第1章 シュガーリィは魔法仕掛け
「あの、お忙しいところすみません先生……」
「どうした仔犬。また何か面倒ごとでも起こしたのか?」
「あ、いえ。面倒ごとというか……いや、ある意味面倒ごとかもしれないんですが……」
ユウは両手を後ろに回し、指絡ませ遊ばせる。
緊張した時や何かを誤魔化す時の彼女の癖だった。
何を隠そうユウはクルーウェルが苦手であった。怖いからというのは勿論あるが、それだけではなく、顔が良すぎるしなおかつ色気がありすぎるのが主な理由だ。
今まで彼女の周りにはこんなにも容姿の整った人間はいなかった為、耐性がなくクルーウェルと目を合わせることも出来ないでいた。
この学園の人間は総じて顔面偏差値が高いが、エースやデュースといった所謂"男子"と呼ばれる年齢の男たちは容姿の良さよりも子供っぽさが目立つ為クルーウェルに抱えるような問題はない。

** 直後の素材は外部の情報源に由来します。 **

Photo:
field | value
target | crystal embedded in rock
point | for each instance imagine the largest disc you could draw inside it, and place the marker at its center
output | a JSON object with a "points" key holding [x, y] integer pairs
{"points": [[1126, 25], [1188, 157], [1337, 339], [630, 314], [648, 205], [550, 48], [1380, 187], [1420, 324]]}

「あの、昨日魔法薬学の授業で薬品を被ったせいなのか……分からないんですけど……」
うろうろと視線を彷徨わせるユウ。
クルーウェルは小テストへと向けていた視線を今度は彼女へと向けた。
恐ろしく顔の整った男にジッと見つめられ、ユウは更に居心地が悪くなり、クルーウェルの磨き上げられた靴を見つめることで何とか視線を安定させる。
「昨日寮に戻ってから、左手の小指に赤い糸が結んでありまして……この糸、私以外の人には見えないみたいなんです」
ユウは後ろで遊ばせていた手を身体の前に持ってきて、今もなお自分の目には映る赤い糸が付いた左手の小指を右手で触った。
糸が付いている感覚も触れる感覚もない。しかしユウの目にはその糸が長く伸びているのが見えるのだ。